He hoped the old man could hear him. He hoped the old bastard was spinning in his drunkard's grave to hear his son blaspheme so. For wasn't it the old bastard's fault--and the union's too--that he had to be out there every other night like this, risking life and limb? None of the other kids, with their level-headed feet-on-the-ground daddies--even those whose daddies had been killed in accidents--had to take such risks to get along, because none of them had fanatics for fathers. So wasn't it the old fanatic's fault that he was out on some garter-snake road with no lights three hours a night, just when he should be resting up for a big game the next day?
The question he never asked, though, was why he didn't quit the team and get a regular job after school. He never let himself ask why it was so important that he get out on a stinking mud-wallow field three hours a day and try to kick the stuffing out of all the other bastards, smartasses who acted like it was a federal crime having an alky for an old man. . . . He never did ask himself that.

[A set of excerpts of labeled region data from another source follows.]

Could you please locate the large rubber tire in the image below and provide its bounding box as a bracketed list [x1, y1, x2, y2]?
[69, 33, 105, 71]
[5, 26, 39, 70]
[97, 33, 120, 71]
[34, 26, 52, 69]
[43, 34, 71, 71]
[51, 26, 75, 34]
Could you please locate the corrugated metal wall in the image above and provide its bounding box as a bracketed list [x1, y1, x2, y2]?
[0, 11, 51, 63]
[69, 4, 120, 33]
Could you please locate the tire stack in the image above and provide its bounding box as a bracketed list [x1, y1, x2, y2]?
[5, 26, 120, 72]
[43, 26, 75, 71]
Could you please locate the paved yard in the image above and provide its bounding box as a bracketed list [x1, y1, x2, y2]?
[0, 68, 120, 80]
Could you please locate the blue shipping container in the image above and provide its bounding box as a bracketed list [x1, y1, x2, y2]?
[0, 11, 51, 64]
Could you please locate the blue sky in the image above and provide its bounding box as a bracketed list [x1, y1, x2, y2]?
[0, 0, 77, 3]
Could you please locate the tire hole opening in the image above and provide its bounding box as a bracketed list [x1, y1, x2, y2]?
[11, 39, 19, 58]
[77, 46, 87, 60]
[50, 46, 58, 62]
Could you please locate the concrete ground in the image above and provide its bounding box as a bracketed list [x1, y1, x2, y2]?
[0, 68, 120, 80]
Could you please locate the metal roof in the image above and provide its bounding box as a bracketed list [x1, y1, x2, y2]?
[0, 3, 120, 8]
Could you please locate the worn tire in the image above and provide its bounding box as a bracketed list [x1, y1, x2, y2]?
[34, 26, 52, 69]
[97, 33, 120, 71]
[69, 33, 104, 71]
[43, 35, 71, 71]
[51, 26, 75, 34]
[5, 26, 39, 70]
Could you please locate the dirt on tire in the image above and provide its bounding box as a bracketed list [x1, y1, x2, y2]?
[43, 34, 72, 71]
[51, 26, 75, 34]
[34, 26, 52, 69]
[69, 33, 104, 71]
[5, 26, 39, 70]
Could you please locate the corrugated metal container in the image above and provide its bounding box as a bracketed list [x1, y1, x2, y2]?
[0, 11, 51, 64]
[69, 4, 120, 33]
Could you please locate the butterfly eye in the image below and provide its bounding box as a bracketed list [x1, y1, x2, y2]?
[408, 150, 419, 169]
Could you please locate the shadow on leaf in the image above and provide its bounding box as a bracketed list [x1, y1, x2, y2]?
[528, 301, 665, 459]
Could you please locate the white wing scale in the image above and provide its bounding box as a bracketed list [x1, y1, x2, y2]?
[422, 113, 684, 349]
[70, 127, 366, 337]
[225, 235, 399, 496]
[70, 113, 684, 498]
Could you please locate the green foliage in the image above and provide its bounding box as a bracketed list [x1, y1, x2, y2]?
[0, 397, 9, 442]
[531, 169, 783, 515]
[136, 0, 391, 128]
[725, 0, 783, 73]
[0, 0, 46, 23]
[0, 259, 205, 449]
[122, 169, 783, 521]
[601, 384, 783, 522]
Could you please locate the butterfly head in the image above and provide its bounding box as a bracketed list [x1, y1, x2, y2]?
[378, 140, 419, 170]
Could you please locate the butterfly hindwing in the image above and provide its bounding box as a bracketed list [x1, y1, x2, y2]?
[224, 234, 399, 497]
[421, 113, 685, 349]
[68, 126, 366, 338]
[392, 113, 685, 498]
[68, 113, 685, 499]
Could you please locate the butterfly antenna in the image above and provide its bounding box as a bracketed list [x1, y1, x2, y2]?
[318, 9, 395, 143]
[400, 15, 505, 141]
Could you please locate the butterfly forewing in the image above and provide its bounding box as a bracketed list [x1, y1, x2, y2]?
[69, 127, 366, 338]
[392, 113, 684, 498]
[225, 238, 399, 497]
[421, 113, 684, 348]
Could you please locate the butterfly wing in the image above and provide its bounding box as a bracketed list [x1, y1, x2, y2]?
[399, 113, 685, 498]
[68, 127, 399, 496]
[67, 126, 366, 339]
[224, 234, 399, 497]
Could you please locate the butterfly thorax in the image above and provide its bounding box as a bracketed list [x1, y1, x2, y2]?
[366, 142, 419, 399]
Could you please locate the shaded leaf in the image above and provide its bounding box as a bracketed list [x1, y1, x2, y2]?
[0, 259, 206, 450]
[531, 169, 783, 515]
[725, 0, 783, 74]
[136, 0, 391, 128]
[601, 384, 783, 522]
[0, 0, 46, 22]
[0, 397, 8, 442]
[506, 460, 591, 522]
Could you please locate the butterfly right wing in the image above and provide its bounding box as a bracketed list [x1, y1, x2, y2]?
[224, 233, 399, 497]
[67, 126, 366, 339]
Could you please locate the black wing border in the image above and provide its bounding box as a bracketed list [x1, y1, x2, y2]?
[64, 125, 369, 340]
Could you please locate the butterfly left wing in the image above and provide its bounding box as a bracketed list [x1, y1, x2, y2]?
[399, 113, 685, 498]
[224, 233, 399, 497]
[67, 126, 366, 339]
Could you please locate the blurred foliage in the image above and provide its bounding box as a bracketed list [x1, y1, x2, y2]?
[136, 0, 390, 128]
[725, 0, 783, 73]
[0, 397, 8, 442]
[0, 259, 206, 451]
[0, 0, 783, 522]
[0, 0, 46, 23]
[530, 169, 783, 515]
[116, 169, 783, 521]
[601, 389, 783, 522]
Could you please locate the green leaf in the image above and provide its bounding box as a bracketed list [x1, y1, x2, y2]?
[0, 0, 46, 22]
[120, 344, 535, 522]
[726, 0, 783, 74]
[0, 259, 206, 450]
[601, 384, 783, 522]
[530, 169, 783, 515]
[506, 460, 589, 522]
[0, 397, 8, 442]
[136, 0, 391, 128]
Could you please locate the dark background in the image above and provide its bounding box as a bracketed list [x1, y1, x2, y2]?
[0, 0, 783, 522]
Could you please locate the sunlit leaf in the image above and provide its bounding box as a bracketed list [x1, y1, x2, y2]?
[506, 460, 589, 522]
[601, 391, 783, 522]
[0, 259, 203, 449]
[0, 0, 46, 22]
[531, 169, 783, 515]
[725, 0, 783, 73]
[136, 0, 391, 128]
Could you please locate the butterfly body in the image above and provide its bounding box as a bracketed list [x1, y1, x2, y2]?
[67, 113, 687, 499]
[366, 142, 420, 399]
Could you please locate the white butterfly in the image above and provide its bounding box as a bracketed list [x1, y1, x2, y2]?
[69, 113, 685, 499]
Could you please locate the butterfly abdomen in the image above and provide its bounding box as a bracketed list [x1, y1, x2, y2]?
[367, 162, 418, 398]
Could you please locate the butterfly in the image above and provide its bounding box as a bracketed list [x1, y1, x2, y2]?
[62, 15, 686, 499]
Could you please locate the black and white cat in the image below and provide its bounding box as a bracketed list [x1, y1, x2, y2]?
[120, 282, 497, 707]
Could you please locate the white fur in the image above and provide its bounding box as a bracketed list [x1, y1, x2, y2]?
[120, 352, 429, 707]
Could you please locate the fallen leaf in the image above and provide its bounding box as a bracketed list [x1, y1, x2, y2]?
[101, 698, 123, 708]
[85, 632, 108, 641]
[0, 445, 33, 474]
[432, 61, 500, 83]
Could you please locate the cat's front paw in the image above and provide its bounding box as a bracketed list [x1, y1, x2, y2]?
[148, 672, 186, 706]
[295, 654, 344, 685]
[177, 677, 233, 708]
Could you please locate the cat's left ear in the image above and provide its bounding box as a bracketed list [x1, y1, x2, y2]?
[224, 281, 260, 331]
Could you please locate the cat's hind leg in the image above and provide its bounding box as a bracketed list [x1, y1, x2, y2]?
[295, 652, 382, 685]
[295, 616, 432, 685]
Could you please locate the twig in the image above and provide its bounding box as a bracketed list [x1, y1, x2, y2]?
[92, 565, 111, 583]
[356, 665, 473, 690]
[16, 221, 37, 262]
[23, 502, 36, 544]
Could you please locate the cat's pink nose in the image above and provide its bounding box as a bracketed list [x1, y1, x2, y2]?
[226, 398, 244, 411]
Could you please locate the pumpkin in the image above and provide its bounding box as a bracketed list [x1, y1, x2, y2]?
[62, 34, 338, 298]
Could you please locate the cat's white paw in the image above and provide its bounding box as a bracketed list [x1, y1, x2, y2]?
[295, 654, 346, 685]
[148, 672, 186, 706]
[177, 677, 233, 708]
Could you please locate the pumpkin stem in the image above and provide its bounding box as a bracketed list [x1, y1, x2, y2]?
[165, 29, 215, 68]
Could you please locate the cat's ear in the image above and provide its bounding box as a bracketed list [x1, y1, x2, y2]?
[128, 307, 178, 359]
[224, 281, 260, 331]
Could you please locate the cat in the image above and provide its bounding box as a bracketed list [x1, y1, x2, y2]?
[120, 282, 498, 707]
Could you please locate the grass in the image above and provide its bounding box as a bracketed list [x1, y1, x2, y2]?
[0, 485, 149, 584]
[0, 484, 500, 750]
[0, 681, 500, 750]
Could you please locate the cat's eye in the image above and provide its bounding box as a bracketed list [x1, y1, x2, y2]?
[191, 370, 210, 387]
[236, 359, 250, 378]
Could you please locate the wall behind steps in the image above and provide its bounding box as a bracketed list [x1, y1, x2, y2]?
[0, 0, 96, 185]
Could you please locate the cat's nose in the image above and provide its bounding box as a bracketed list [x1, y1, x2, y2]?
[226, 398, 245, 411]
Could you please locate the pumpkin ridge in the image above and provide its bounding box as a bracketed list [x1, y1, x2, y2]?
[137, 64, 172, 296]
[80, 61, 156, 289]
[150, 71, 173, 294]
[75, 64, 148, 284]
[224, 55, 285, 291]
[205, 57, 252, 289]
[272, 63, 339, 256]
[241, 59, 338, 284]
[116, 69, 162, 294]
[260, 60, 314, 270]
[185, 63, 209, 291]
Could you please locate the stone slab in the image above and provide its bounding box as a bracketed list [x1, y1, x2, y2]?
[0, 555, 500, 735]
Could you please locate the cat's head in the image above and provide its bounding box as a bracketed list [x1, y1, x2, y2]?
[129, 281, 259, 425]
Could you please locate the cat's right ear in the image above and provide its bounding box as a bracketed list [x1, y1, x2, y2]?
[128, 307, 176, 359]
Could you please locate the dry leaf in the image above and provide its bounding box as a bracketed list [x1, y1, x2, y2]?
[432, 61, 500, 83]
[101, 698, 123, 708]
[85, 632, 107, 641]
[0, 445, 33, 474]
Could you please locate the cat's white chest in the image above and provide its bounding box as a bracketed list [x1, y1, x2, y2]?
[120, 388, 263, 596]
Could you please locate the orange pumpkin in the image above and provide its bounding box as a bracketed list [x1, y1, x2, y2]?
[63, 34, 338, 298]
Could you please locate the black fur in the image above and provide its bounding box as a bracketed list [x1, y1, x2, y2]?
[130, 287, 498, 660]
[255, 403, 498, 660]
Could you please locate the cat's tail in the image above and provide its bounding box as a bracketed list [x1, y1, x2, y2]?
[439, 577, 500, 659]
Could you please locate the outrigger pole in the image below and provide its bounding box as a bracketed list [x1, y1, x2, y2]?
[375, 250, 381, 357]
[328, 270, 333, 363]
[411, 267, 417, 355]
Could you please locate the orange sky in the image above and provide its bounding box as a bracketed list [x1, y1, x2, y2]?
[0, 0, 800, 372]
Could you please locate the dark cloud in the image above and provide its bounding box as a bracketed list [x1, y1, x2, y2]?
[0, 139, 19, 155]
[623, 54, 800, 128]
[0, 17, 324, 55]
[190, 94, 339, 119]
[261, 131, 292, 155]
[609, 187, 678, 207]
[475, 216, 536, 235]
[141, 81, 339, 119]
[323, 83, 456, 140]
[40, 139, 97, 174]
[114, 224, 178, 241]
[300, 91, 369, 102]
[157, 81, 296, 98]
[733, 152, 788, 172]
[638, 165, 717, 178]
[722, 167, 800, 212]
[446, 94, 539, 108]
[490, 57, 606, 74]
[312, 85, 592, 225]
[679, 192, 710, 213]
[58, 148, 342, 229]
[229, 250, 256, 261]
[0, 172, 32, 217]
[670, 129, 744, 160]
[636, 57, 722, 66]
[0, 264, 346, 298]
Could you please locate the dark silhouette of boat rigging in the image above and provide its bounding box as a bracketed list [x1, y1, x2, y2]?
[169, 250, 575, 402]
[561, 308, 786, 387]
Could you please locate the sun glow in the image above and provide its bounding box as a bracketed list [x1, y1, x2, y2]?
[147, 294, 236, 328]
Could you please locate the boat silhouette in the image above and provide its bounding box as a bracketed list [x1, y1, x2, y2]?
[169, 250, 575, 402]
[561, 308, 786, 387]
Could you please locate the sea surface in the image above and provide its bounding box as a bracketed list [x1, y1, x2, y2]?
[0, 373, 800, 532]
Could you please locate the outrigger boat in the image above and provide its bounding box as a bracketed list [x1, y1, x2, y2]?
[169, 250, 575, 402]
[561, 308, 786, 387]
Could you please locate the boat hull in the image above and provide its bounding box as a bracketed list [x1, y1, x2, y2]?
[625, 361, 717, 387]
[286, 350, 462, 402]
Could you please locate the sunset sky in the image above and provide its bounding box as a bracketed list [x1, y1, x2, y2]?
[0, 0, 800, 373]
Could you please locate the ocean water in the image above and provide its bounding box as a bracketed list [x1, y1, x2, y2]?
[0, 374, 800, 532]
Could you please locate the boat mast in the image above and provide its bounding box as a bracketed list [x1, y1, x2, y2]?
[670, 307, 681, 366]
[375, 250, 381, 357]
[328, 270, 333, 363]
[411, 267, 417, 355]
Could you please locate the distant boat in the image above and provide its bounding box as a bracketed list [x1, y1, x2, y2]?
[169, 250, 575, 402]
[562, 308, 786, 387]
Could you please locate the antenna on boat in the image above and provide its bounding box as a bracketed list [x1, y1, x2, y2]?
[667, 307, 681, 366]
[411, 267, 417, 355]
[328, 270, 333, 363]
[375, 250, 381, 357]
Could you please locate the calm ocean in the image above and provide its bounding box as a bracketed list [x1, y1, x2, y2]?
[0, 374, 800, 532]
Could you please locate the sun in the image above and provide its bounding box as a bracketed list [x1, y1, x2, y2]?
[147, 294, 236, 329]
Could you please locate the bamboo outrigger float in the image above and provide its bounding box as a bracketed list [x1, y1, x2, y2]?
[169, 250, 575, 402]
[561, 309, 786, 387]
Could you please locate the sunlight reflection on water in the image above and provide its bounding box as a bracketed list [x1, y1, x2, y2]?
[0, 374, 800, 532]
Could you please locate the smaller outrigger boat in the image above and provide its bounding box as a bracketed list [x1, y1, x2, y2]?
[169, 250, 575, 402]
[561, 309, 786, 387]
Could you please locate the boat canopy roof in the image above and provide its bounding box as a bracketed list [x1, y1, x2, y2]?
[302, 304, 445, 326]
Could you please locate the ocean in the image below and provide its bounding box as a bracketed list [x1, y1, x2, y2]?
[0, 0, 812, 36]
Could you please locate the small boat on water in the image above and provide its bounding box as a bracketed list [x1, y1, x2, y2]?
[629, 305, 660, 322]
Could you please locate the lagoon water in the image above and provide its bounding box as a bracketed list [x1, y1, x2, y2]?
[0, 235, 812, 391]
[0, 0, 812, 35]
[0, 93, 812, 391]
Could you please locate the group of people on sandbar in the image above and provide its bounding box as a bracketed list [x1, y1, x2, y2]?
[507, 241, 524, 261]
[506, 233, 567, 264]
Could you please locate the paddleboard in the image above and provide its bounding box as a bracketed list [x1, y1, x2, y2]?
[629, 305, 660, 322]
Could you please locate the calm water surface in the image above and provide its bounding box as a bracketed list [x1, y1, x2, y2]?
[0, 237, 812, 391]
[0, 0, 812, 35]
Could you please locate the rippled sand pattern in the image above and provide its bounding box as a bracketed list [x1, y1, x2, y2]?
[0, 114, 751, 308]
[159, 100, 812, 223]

When he left high school Floyd went straight to the woods for work. For daylight work! no more living by the dark of the moon for Floyd Evenwrite! And since he was goddamned if he was gonna join the Teamsters or any other goddam union just so's he could jockey a truck, woods work was the only choice left him. Being non-union, he had to work twice as hard to survive a layoff. In fact, his anti-union feelings were so strong that he was soon noticed by top brass in the show--old woodsmen who still figured a man oughta be his own man, no organization to back him up!--and it didn't take these old timers very long to recognize this young tight-muscled redhead as prime potential for foremanning work. After two years he made cutting boss, from choker-setter to cutting boss in two years, and in one more year he was top push of the whole outdoor operation.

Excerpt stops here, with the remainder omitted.